Somehow, in random surfing, I came across this Master’s dissertation dated Feb 2008, from University of Pretoria, by Christiaan Maarten Van Dar Walt. It is titled – “Data Measures that characterize classification problems“. Well, I am a total dumbo as far as the mathematics of classification is concerned. Once or twice, I tried to decipher the myth, but each time, i have been too intelligent to realize that its pointless to write with a broken pencil. (Now, if you don’t have enough math foundation, do you really expect to understand internals of these stuff?)
Reading through this thesis, I felt its a very clearly written thesis, which was educative, at least for me and informative too. I am not going to write an elaborate description of this thesis. Let me mention in brief, what each chapter contains. To read it or not is left to the enthusiasts. I just read it in parts randomly and found that lot of investigation went in to it. Here you go :
Essentially, this thesis aims at understanding the relationship between the nature of data and the choice of a particular classifier. It goes in to performing this “to do” in the following steps:
1. Identifying the properties of data, which will affect a classifier performance
2. Proposing measures to quantify these properties
3. Validating the efficiency of these measures
4. Use these measures, build a meta classifier and explain the predictions regarding classification using them.
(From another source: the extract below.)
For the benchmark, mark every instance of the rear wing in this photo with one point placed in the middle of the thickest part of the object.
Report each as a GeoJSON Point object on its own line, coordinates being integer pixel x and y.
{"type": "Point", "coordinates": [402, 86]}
5. Explain the results of their experiments, interpretation, contributions to research, short comings of this work and future directions.
There is a great deal of background work material provided for the enthusiasts, which I personally liked – for the depth of bibliography 🙂
I haven’t read the thesis top to bottom, but I can be sure that it gives a fair idea of the choice of a classifier for a specific kind of data set and issues involved in the process of choosing. However, I wondered that they should have at least mentioned about the impact of domain of the data set on classifier choice. Or, the relation between the statistical nature of the data set and its domain put together on classifier choice.
Anyways, the thesis can be accessed here. I liked it for its clarity. I’d go back to this when I really do some work which needs this background, quite confident about the content.